One of the most familiar propositions of elementary classical electrodynamics is that "an accelerating charge radiates". In fact, the power (energy per time) of electromagnetic radiation emitted by a charged particle is often said to be strictly a function of the acceleration of that particle. However, if we accept the strong Equivalence Principle (i.e., the equivalence between gravity and acceleration), the simple idea that radiation is a function of acceleration becomes problematic, because in this context an object can be both stationary and accelerating. For example, a charged object at rest on the Earth's surface is stationary, and yet it's also subject to a (gravitational) acceleration of about 9.8 m/sec2. It seems safe to say (and it is evidently a matter of fact) that such an object does not radiate electromagnetic energy, at least from the point of view of co-stationary observers. If it did, we would have a perpetual source of free energy. Since the upward force holding the object in place at the Earth's surface does not act through any distance, the work done by this force is zero. Therefore, no energy is being put into the object, so if the object is radiating electromagnetic energy (and assuming the internal energy of the object remains constant) we have a violation of energy conservation.
Of course, we could question the claim that no work is being done by the force holding the object in place. Indeed if we imagine a capsule in freefall, and within that capsule an object being accelerated in such a way that it maintains a constant altitude relative to the outside gravitating source, we would say, inside the capsule, we had done work on the object as we increased its velocity relative to the capsule, even though from the outside standpoint of the gravitating source the object is stationary and no work has been done on it. This is not too surprising, since work and kinetic energy are understood to be relative concepts, but it seems to lead to the puzzling conclusion that electromagnetic radiation must also be a relative concept. The familiar relativity of kinetic energy corresponds to the symmetry between different frames of reference, which is to say, we can always find a system of inertial coordinates with respect to which any given object (at a given instant) has zero kinetic energy. Our consideration of charged particles in a gravitational field seems to suggest similarly that we can always find a system of coordinates (at least locally) with respect to which a charged particle (at a given instant) does not radiate - even though the particle may be radiating at that instant with respect to some other system of coordinates.
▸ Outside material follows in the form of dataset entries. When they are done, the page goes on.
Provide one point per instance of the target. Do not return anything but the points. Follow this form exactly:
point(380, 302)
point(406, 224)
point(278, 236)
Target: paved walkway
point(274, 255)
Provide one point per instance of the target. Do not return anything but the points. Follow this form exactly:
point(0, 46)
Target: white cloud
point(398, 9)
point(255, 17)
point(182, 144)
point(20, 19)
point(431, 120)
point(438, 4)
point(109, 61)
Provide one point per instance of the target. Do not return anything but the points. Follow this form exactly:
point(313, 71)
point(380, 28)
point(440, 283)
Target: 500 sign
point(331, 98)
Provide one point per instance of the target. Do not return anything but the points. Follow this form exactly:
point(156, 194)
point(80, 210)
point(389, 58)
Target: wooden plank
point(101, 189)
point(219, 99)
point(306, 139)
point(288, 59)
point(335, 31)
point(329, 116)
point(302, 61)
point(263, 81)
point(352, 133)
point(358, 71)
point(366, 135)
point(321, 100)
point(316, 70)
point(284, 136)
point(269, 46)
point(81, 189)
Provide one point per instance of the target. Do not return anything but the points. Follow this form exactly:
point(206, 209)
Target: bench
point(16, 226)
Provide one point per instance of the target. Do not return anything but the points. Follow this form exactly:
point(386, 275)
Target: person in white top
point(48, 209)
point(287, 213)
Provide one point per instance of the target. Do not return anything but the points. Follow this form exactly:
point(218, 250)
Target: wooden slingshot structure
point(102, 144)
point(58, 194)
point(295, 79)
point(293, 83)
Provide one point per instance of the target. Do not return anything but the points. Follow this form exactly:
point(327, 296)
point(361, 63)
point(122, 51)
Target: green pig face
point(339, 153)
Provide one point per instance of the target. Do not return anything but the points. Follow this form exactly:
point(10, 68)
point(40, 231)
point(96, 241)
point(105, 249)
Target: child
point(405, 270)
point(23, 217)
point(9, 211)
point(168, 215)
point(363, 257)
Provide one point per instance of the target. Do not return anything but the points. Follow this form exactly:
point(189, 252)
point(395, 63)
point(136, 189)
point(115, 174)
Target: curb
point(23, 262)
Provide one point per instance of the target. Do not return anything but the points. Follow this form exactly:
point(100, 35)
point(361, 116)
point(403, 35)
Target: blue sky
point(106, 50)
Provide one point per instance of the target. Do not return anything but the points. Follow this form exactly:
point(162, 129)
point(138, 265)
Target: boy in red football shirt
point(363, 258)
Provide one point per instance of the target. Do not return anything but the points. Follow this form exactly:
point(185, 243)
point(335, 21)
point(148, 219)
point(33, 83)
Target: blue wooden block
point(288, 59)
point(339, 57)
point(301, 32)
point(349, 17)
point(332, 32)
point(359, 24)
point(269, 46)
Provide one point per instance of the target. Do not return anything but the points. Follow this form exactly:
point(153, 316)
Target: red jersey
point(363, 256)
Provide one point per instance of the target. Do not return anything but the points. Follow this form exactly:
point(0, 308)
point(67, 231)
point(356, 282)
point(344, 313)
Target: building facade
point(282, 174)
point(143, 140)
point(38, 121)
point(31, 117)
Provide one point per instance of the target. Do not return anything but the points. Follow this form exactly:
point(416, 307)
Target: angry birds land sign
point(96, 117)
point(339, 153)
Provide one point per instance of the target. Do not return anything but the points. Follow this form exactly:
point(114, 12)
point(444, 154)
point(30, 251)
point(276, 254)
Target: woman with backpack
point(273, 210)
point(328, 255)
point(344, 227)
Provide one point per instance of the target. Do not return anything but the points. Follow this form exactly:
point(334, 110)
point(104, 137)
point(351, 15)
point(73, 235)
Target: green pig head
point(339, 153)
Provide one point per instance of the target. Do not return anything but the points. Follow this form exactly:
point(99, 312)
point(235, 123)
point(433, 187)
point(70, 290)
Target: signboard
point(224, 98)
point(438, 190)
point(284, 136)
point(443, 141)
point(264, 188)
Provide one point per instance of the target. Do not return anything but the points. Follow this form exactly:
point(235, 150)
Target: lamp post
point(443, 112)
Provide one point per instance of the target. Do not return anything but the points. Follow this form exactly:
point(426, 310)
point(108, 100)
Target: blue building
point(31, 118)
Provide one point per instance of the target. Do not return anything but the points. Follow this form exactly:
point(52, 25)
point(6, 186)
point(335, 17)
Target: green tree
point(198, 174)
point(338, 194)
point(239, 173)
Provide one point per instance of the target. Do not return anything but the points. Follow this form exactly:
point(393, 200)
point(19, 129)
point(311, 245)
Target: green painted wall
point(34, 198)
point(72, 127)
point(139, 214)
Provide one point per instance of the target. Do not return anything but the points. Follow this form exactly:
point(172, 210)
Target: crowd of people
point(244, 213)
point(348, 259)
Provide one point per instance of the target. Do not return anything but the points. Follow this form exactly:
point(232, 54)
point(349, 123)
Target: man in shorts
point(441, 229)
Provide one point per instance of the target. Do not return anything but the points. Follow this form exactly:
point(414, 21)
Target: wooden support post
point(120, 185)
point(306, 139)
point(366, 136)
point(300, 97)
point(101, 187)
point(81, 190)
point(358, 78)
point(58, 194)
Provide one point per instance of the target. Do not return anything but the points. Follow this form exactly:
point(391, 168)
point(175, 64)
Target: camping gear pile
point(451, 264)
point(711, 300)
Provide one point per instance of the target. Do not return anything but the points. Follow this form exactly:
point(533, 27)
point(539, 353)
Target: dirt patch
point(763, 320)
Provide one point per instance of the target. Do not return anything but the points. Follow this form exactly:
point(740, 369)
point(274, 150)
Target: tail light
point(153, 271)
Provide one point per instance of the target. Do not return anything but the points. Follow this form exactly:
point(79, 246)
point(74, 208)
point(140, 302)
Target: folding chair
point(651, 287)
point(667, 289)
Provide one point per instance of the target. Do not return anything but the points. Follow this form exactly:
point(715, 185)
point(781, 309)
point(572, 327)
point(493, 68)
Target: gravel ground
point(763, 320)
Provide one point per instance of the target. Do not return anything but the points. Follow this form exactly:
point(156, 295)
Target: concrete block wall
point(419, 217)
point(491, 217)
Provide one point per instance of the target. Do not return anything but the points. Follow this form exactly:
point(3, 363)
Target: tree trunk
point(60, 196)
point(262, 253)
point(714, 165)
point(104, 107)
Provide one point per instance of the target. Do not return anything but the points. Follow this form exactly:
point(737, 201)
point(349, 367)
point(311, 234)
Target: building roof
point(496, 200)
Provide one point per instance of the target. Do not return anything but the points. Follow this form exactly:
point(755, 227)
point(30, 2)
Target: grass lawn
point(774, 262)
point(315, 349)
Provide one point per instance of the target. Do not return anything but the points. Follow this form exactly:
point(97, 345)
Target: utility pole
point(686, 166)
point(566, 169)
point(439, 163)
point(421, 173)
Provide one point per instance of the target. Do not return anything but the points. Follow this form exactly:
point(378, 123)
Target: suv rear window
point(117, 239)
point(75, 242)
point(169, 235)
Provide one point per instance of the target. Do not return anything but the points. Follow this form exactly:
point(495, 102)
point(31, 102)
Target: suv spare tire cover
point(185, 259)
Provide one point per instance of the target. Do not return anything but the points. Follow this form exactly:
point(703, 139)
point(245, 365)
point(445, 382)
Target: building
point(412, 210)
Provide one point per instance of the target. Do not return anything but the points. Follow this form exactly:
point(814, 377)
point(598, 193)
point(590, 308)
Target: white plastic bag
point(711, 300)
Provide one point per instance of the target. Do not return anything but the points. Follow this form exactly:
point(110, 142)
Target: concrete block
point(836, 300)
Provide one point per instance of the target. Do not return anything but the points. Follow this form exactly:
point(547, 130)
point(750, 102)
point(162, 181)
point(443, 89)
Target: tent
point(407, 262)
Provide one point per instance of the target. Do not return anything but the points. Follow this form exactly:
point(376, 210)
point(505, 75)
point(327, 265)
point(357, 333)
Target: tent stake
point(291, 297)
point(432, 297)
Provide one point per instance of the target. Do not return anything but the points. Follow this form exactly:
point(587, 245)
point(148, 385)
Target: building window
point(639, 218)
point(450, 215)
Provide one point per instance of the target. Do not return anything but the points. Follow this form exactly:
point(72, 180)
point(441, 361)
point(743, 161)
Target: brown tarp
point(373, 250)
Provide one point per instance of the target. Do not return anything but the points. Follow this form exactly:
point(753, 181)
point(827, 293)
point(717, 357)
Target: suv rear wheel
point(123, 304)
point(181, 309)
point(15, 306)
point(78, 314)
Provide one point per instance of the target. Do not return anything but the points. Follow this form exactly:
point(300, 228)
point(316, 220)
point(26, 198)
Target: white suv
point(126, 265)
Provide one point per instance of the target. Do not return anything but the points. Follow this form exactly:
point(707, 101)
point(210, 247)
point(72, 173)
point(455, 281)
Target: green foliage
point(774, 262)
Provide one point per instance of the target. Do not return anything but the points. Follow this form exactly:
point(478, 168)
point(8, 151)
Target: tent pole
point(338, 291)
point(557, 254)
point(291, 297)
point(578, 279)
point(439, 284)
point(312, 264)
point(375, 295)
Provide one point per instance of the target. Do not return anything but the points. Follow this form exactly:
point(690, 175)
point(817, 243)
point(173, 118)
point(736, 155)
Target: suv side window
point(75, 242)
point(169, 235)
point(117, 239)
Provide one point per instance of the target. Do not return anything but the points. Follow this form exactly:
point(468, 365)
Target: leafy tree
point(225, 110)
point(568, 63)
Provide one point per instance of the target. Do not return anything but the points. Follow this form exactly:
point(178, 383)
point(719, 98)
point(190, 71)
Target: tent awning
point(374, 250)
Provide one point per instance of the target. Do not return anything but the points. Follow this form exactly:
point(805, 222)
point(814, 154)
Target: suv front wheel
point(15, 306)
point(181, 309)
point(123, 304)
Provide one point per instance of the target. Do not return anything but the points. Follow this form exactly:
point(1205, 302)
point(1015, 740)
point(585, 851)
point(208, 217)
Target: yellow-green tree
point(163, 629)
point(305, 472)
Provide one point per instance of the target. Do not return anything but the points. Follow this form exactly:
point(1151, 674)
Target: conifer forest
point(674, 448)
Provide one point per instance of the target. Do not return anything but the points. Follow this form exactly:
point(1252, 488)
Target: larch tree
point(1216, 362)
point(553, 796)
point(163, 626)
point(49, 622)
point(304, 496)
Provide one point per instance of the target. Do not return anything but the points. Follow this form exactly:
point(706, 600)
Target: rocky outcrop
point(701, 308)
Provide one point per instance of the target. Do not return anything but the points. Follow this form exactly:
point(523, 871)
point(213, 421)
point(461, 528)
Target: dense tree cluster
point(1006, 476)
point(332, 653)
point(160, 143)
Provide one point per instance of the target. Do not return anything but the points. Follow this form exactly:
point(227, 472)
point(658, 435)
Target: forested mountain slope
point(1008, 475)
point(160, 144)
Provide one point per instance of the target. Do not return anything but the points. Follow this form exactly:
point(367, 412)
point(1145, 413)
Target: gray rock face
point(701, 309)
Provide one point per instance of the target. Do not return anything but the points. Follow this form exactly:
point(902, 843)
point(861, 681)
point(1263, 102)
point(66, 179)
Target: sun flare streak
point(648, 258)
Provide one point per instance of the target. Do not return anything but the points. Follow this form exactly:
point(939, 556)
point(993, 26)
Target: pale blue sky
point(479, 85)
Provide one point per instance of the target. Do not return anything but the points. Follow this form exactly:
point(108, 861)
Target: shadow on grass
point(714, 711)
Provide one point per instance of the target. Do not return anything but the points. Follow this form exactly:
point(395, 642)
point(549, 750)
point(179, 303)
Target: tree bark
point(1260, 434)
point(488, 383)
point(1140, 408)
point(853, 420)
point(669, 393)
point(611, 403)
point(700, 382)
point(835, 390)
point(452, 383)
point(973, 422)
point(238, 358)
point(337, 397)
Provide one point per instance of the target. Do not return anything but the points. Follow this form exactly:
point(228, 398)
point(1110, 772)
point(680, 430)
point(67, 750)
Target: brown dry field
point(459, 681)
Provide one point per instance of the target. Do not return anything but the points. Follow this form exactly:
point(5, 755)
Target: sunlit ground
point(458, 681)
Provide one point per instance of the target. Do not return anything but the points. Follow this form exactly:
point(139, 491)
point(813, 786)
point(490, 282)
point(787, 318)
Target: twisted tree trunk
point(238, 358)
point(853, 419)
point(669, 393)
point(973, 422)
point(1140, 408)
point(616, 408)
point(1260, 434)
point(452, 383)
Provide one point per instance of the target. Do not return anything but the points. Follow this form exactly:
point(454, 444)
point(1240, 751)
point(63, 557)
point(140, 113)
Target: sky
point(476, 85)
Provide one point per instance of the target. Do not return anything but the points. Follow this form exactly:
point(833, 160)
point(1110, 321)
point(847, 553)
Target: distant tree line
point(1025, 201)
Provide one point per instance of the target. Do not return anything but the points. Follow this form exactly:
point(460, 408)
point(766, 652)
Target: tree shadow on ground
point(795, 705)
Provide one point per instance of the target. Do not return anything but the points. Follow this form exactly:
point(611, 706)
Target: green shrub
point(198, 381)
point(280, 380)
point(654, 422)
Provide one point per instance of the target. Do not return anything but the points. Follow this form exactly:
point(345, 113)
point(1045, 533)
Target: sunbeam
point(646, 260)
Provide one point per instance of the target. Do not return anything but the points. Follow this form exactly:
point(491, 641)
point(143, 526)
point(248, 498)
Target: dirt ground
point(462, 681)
It's also possible to question whether the equations of electrodynamics really do imply that an accelerating charge necessarily radiates. Surprisingly, this is still an open question for the classical theory. The difficulty is in knowing how to correctly account for the influence of a charged particle on itself. Remember that two electrons repel each other with a force (statically) proportional to the reciprocal of the square of the distance between them. This is traditionally understood in terms of each particle interacting with the field of the other particle. The intensity of each electron's field increases to infinity as the distance goes to zero (assuming point-like particles), so the force with which an electron is repelled increases to infinity as it approach the location of an electron - but therein lies a conceptual difficulty. According to this description, each electron is located in a place where there is an infinite force of repulsion against electrons!